Deviant Inclinations
Incurable. They told me I probably wouldn’t get better.
“Probably? That means there’s a chance?” My mother: the patron saint of optimism.
I’m not a bad person, maybe a sick person. If you didn’t know better you couldn’t tell there was anything wrong with me. My illness makes me hurt within. I suppose it’s a good thing. People get all twisted up about looking ill.
Erosion. I envision my joints grinding down to impotent stubs. Thin tendons, tight and splitting under the skin, like the fraying ropes of skeletal rigging. Below decks. Out of sight.
Sometimes I believe I like pain. Not the physical kind. It’s this other private affliction I can heave up anytime like a hit of opium. I feel it in my body, intravenous, like the injections that once terrified me. It’s comforting, familiar, a pressure put around a wound.
Incurable: an insatiable craving for something I don’t even want, a constant striving to fulfill a different need with a different thing.
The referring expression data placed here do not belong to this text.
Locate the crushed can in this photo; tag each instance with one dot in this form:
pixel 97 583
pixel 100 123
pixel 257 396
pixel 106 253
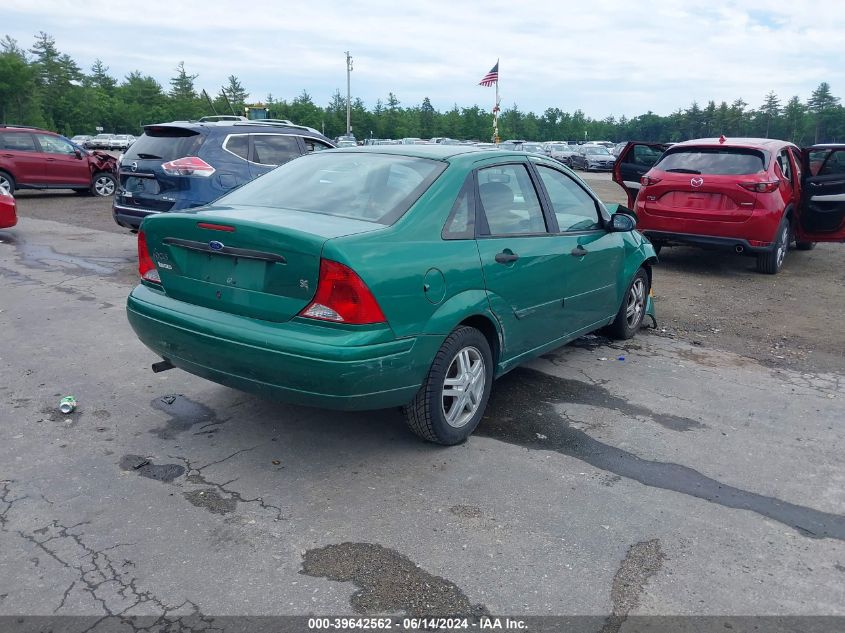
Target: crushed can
pixel 67 404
I’m falling for someone harder than I would like. A salty English boy who feeds me illicit words like candy floss melting on my tongue. Wrapped up in his shirt, telling him my secrets. I met him two weeks ago and we’re already making plans. I hear his voice and I want to run away or fall to pieces or do something drastic. He makes me the person I never gave myself permission to be.
A phantom limb: pretending to lead a life I never had. I want to undo the knots of the past; the knots in my muscles sink too deep to rub away.
When I was younger, before I knew I was defective, I used to think I was weak. Everyone feels like this, I thought, I just need to try harder. Gym class was a Sisyphean loop of laps, hurtles, and dodgeball, in which I would attempt to prove my metal. The barbed wire around my kneecaps was my own hidden blight. I could manage it. The real scrap was trying to look normal while I carried it.
Wrestling with my new beaux, I watch myself give him all I am. I let myself unravel in his arms hoping he’ll knit me back together again the way I’m meant to be. I’m behaving like a child and someone beyond myself all at once, trying to trust that I know what I’m doing.
Incurable: an unrelenting drive towards an unknowable end. If I keep keeping up, keep flossing, keep dating, keep eating at designated meal times, keep pretending I’m not the hot mess I’ve always been. Then what? Then I’ll be cured? I drink too much. I eat too much. I wander into places I’m not welcome. I don’t feel any better. And I keep asking for more.
What is the illness? The illness is laying in bed with my eyes open knowing that I couldn’t make him feel like a man because I’m about as flexible as a golf ball.
What is the disease? The disease is walking home in negative fifteen degrees with my coat unfastened because the cold distracts me. It’s wondering how deep I can press my nails into my palm before the white skin turns red. It’s leaning in to that hollow place at the pit of my stomach instead of trying to pull away.
Incurable: an acquired taste for pain.
Incurable: the delusion that there’s nothing wrong with that.